Poco a poco, durante los años que vivieron juntas, ella fue aumentando la dosis de sus salidas nocturnas. Al principio su amante trataba de acompañarla, de coparticipar, de copa en camarada, de mesa en mensaje, de conocido en desconocido, pero no tardó en dejarla salir sola porque comprendió que acabaría perdiéndola si coartaba su libertad, o libertinaje, sus instintos de nómada de la noche.
Una noche en que la esperaba desvelada, como de costumbre, vio que otra mujer la abrazaba junto a la estatua del jardín.
Era una mujer madura, también norteamericana, cuatro veces viuda, y por tanto rica, llamada Jenny. Su perfil anguloso y su figura menuda hacían pensar en Olive, la mujer de Popeye.

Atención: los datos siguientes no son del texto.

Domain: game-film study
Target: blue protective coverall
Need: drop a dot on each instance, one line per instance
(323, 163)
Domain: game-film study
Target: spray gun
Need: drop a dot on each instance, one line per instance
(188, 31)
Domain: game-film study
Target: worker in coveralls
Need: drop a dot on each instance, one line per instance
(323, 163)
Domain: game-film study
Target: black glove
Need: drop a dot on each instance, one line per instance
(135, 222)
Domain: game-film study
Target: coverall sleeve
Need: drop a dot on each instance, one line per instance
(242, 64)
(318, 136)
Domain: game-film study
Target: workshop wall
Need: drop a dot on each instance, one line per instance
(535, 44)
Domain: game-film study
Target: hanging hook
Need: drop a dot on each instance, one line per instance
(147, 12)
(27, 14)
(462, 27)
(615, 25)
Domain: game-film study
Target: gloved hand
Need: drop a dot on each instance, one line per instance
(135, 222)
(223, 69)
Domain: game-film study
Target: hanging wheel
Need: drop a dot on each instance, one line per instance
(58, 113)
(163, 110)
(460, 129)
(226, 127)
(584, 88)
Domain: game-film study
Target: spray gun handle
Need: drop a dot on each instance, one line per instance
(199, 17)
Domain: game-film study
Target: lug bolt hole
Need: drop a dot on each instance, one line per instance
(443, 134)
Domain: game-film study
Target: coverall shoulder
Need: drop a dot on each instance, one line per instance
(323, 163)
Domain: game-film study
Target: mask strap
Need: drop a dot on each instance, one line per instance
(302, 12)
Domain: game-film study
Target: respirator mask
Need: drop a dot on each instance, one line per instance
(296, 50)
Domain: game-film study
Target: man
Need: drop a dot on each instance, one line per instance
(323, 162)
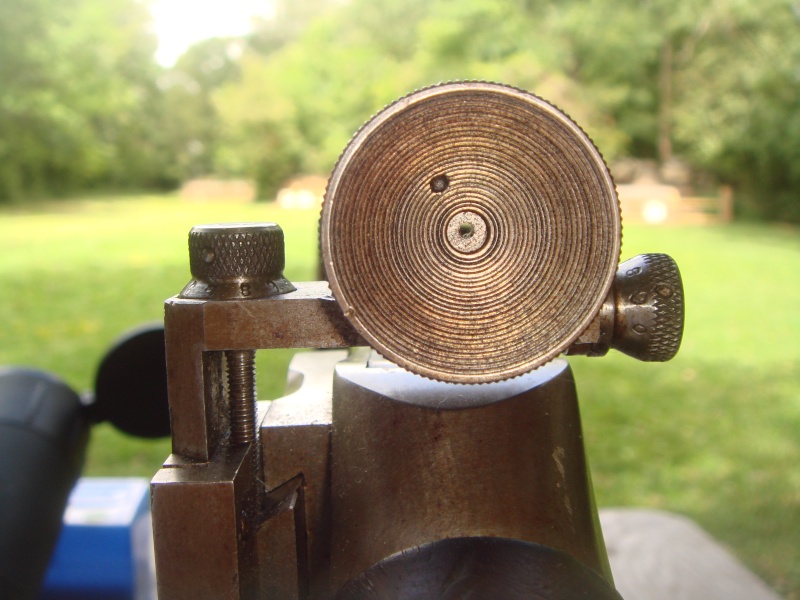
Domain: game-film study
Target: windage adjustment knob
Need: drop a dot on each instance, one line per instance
(649, 309)
(231, 261)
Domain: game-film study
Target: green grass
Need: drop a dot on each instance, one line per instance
(714, 434)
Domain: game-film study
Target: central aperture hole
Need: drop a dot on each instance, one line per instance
(466, 232)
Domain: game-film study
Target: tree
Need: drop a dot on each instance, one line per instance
(77, 78)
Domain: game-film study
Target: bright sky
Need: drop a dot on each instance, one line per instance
(180, 23)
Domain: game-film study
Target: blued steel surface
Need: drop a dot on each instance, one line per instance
(471, 233)
(503, 460)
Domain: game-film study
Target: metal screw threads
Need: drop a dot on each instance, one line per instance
(242, 394)
(232, 261)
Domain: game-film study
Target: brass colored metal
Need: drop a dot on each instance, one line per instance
(642, 316)
(470, 232)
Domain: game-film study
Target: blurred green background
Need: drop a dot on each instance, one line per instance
(95, 133)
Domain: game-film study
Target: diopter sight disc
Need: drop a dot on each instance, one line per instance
(470, 232)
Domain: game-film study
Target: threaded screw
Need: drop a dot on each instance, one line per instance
(242, 395)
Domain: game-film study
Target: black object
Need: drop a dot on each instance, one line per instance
(131, 384)
(44, 431)
(479, 569)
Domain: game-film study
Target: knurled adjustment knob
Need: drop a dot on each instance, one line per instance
(231, 261)
(648, 297)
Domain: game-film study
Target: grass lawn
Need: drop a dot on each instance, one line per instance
(714, 434)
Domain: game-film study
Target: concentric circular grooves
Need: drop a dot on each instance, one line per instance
(540, 184)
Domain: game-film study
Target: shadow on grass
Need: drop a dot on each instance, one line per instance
(717, 442)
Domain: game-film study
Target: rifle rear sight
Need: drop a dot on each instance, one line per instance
(470, 234)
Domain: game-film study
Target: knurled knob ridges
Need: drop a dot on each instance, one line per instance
(236, 261)
(649, 308)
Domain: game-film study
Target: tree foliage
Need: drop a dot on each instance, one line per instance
(82, 102)
(76, 79)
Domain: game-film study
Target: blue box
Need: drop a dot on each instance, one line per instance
(105, 550)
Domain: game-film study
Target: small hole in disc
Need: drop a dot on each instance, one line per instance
(439, 184)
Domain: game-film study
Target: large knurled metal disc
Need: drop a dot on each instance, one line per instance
(470, 232)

Entre la alta Nora y la pequeña Jenny, ella pudo mantener durante un tiempo, con altibajos, el ménage o surménage à trois, o el stress, con tormentas y tormentos de celos a tres bandas. Pero acabó separándose de Nora para volver a América con Jenny. Y ésta conoció a su vez los tormentos de Nora, dando vueltas en la soledad de su cuarto, a la noria de los celos y los pre-resentimientos, mientras la de culo inquieto volvía a las andadas, a rondar por las estaciones, a subir a los trenes, a vagar por los campos.
Ronda que ronda, en círculos infernales, cada vez más estrechos.
Hasta que se acercó a la antigua propiedad familiar de Nora, a los ladridos de su sabueso que le hacía regresar a la pura animalidad de la locura.
Cuando me referí a reinos limítrofes, evité mencionar el animal y el humano. ¿Dónde empieza la zona de lo irracional?
En la antigua capilla de la familia de Nora, sobre una colina desierta, en ese sepulcro blanqueado en ruinas, ella va a encontrarse una noche cara a cara, junto al altar, con el perro de pelo erizado y lengua como un colgajo de sangre que retrocede trémulo mientras ella avanza hacia él a cuatro patas, ladrando y riendo, carcajadeando convulsa. También a mí, en otra noche de perros, me hizo gruñir, llorar, temblar de miedo y excitación la obscena perra salida.